In [1]:
from nltk.corpus import brown
from nltk.lm import MLE, Laplace
from nltk.lm.preprocessing import padded_everygram_pipeline
from nltk.translate.bleu_score import sentence_bleu, SmoothingFunction

import os
import csv
import copy
import random

from transformers import pipeline
from rouge_score import rouge_scorer

In [2]:
random.seed(42)

## Preparing the data

In [3]:
brown.categories()

['adventure',
 'belles_lettres',
 'editorial',
 'fiction',
 'government',
 'hobbies',
 'humor',
 'learned',
 'lore',
 'mystery',
 'news',
 'religion',
 'reviews',
 'romance',
 'science_fiction']

In [4]:
genre = 'science_fiction'
sentences = brown.sents(categories=genre)

In [5]:
print(list(sentences[0]))

['Now', 'that', 'he', 'knew', 'himself', 'to', 'be', 'self', 'he', 'was', 'free', 'to', 'grok', 'ever', 'closer', 'to', 'his', 'brothers', ',', 'merge', 'without', 'let', '.']


In [6]:
sentences = [[word.lower() for word in sentence] for sentence in sentences]

In [7]:
print(list(sentences[0]))

['now', 'that', 'he', 'knew', 'himself', 'to', 'be', 'self', 'he', 'was', 'free', 'to', 'grok', 'ever', 'closer', 'to', 'his', 'brothers', ',', 'merge', 'without', 'let', '.']


In [8]:
total_length = 0
i = 0

while total_length < 350:
    total_length += len(sentences[i])
    i += 1

train_data = sentences[i:]
test_data = sentences[:i]

print(f'Total amounts of tokens in the test set: {total_length}')

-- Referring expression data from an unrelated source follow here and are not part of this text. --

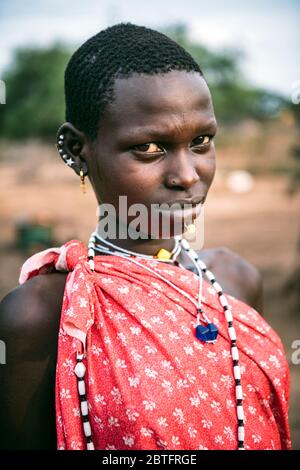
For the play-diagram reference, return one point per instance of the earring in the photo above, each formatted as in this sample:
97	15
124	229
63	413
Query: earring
69	161
191	228
82	182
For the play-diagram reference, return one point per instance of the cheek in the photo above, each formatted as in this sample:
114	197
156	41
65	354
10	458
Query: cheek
206	167
128	178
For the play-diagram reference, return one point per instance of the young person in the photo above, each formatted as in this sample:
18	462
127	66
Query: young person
142	350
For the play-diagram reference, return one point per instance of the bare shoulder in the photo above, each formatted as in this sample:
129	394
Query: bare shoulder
34	306
237	276
29	324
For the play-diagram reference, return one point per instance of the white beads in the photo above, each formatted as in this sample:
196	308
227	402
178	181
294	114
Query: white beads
91	252
241	433
81	387
237	372
228	316
80	370
218	287
223	301
194	255
201	264
94	247
87	429
210	275
240	413
235	353
84	408
185	244
238	392
92	264
232	334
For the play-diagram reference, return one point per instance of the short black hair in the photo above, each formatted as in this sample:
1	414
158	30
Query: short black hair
118	51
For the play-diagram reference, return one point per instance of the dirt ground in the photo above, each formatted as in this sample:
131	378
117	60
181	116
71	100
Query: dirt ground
262	225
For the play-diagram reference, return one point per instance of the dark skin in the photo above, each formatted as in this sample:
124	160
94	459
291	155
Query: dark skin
154	145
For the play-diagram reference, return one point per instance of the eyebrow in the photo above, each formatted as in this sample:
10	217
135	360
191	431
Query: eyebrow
146	133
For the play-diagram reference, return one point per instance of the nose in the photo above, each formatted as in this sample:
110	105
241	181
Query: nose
181	171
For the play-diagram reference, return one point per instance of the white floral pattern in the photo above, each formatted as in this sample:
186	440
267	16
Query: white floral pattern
150	383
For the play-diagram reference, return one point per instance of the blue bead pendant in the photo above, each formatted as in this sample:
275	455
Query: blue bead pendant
207	333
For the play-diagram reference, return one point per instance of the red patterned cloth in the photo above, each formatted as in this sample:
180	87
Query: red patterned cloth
151	384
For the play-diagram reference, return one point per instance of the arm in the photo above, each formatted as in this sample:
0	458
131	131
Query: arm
29	322
237	276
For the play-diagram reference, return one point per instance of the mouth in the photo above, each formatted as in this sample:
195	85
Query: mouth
186	211
193	202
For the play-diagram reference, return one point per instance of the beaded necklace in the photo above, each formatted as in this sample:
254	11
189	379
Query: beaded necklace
207	333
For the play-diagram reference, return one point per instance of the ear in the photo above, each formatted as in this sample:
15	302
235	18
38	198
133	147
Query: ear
72	146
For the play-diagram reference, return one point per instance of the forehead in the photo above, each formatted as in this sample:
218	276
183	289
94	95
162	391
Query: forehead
158	100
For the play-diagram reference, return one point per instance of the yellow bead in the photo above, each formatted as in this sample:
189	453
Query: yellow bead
163	254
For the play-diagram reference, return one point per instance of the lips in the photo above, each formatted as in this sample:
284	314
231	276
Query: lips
192	202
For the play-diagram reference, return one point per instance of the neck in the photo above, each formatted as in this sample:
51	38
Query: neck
143	246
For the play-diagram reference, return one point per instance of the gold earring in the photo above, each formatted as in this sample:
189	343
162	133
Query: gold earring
191	228
82	182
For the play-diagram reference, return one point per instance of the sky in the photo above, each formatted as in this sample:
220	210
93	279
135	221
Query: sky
266	30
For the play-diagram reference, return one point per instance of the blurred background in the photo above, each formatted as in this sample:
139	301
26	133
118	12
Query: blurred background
249	52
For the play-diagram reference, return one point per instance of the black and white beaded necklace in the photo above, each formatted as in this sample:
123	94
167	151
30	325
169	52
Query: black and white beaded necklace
206	332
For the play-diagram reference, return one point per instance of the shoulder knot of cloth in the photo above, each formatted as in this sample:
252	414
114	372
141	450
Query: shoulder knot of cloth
147	370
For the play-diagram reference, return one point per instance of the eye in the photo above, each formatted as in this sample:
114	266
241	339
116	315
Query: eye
201	140
149	148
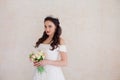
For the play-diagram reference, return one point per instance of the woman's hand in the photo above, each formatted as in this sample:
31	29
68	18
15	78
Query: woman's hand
41	63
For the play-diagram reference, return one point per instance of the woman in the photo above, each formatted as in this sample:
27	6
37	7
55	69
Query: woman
55	50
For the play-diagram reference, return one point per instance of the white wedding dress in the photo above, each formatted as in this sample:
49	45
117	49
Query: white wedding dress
51	72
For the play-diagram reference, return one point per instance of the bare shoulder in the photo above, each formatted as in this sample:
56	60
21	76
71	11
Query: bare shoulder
62	42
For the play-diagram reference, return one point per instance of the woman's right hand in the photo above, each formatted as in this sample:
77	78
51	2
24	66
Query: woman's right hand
36	64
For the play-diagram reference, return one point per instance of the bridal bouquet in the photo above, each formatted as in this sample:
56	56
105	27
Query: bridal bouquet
36	57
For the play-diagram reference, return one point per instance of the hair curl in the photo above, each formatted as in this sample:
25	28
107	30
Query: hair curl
56	38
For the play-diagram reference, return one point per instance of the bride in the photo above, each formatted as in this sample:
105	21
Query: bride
55	50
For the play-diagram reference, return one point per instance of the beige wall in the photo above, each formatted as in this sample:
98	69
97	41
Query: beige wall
90	29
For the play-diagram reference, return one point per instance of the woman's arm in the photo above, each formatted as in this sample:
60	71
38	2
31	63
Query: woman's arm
61	62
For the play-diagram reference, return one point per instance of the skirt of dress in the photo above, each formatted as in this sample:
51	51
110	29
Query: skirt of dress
50	73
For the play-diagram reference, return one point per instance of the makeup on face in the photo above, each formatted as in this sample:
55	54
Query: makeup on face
49	28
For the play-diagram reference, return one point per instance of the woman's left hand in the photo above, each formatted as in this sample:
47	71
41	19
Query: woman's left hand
41	63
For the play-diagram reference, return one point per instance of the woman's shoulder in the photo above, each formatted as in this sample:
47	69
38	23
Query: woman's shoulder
62	41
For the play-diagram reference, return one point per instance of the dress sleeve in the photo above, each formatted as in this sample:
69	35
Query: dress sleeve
62	48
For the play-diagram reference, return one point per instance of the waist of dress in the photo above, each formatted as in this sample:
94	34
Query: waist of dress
51	67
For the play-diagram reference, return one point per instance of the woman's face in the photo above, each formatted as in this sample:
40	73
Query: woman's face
49	27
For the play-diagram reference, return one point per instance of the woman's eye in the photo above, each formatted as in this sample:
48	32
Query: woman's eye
50	26
45	26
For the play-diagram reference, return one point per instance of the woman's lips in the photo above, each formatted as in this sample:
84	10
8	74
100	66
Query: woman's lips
48	32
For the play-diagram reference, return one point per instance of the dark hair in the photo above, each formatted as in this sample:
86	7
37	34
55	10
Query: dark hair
56	38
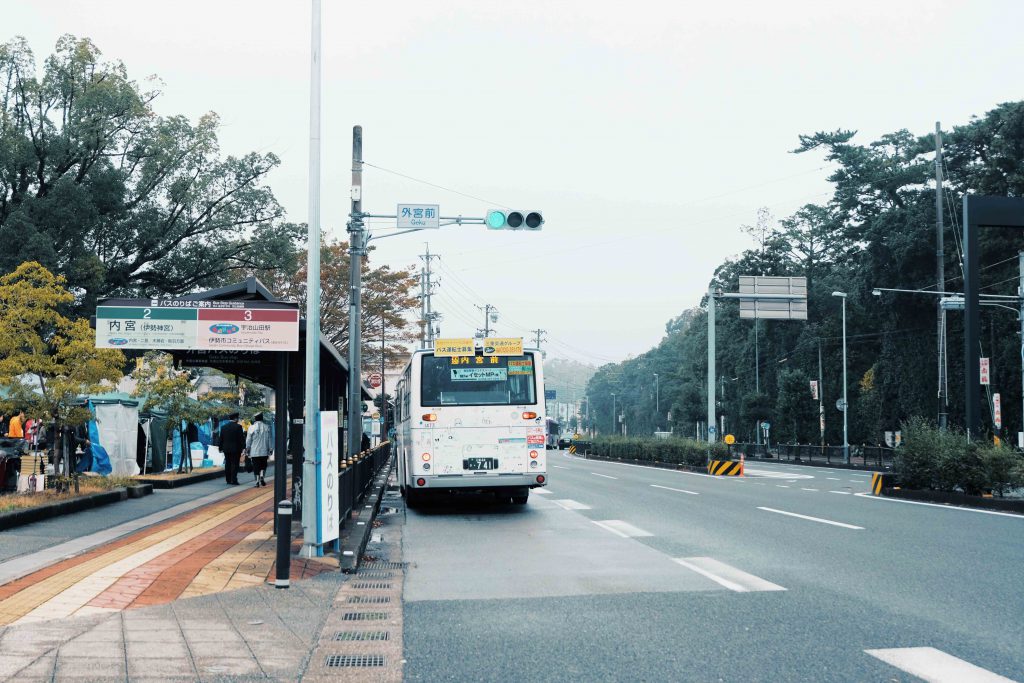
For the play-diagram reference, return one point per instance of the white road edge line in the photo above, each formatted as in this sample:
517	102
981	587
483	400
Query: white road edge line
935	666
681	491
726	575
940	506
813	519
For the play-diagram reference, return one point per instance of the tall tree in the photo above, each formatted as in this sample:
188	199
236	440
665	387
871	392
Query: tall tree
98	187
387	300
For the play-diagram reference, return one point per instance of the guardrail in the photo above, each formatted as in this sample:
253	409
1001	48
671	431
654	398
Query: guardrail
355	474
860	456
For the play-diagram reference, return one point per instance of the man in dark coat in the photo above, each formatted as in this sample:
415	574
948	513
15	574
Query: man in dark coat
232	442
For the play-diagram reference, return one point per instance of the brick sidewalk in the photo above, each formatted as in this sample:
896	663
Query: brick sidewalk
219	547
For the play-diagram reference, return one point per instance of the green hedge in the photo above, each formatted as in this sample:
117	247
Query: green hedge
674	451
932	459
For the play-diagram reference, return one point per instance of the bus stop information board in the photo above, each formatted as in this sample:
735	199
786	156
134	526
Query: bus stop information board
198	325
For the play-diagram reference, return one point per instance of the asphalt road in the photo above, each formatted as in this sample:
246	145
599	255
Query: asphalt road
791	573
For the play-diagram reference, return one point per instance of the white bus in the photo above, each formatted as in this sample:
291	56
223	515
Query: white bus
471	423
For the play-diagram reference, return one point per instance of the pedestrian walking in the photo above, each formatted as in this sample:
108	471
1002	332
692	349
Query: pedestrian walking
15	429
258	447
231	442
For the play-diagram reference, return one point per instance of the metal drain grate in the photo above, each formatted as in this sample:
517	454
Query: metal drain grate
363	635
354	660
370	599
375	574
364	616
386	565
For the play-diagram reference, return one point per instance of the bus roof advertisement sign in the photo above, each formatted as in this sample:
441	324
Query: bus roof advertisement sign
454	347
503	346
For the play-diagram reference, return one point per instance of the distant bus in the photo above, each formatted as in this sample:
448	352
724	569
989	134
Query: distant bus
471	423
552	430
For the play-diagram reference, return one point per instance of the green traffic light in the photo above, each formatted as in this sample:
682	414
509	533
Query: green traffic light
496	219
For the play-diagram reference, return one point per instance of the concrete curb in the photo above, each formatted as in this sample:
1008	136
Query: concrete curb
354	538
961	500
648	463
197	476
57	508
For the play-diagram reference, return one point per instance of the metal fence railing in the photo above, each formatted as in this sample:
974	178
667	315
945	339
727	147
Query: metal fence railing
356	473
860	456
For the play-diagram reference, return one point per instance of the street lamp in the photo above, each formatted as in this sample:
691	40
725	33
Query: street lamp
846	403
614	419
657	403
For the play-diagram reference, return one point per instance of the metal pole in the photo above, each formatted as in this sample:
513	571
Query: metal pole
281	433
821	397
1020	292
310	424
711	363
940	278
846	402
356	252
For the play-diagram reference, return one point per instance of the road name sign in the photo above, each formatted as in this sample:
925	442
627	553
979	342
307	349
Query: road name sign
197	325
503	346
419	216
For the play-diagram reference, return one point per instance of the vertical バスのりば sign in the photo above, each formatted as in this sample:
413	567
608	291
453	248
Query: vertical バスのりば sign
327	480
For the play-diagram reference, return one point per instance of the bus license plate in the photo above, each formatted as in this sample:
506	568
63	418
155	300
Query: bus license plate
479	464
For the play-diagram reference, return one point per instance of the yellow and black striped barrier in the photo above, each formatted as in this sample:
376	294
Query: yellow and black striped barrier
726	468
881	481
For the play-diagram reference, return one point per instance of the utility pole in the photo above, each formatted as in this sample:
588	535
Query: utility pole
357	251
821	397
310	425
426	291
940	280
489	315
711	363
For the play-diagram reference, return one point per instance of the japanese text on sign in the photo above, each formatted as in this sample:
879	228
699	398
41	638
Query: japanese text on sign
413	216
503	346
450	347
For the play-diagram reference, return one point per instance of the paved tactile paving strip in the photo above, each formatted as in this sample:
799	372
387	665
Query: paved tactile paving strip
361	639
223	546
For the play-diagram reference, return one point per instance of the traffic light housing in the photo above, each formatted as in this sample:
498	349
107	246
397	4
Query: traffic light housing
515	219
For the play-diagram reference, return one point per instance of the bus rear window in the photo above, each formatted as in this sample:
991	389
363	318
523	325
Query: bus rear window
477	380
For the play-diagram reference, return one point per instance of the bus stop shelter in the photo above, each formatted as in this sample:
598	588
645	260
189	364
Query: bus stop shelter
284	371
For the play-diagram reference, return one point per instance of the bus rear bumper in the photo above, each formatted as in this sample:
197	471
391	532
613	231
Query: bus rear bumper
479	481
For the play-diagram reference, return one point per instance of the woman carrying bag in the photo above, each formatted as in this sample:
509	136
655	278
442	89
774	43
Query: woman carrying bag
258	447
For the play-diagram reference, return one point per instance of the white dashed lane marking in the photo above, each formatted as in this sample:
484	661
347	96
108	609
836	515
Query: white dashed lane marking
625	529
681	491
567	504
813	519
935	666
724	574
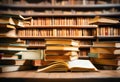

Total amounts of tokens in the test set: 354


In [9]:
def mask_sentence(sentence):
    if len(sentence) < 1:
        return sentence
    
    masked_sentence = sentence.copy()
    mask_idx = random.randint(0, len(masked_sentence) - 1)
    masked_sentence[mask_idx] = '[MASK]'
    
    return masked_sentence

**DISCLAIMER**\
The exercise states that every 7th word should be masked. However, distilBERT only masks one word per sentence.\
In order to compare the results of BLEU/ROUGE more accurately, we have changed the code to mask only one word for the ngram as well.

In [10]:
masked_data = copy.deepcopy(test_data)

for i, sentence in enumerate(test_data):
    masked_sent = mask_sentence(sentence)
    masked_data[i] = masked_sent

In [11]:
folder_name = 'data'

if not os.path.exists(folder_name):
      os.makedirs(folder_name)

csv_file_path = os.path.join(folder_name, 'masked_sentences.csv')

def save_masked_sents_to_csv(masked_sents, file_path):
    with open(file_path, mode='w', newline='', encoding='utf-8') as file:
            writer = csv.writer(file)
            for sentence in masked_sents:
                writer.writerow(sentence)

save_masked_sents_to_csv(masked_data, csv_file_path)

## Training

In [12]:
n_grams = 3
train_set_lm, vocab = padded_everygram_pipeline(n_grams, train_data)

In [13]:
lm = MLE(n_grams)
print(f'Length of vocab before training: {len(lm.vocab)}')
lm.fit(train_set_lm, vocab)
print(f'Length of vocab after training: {len(lm.vocab)}')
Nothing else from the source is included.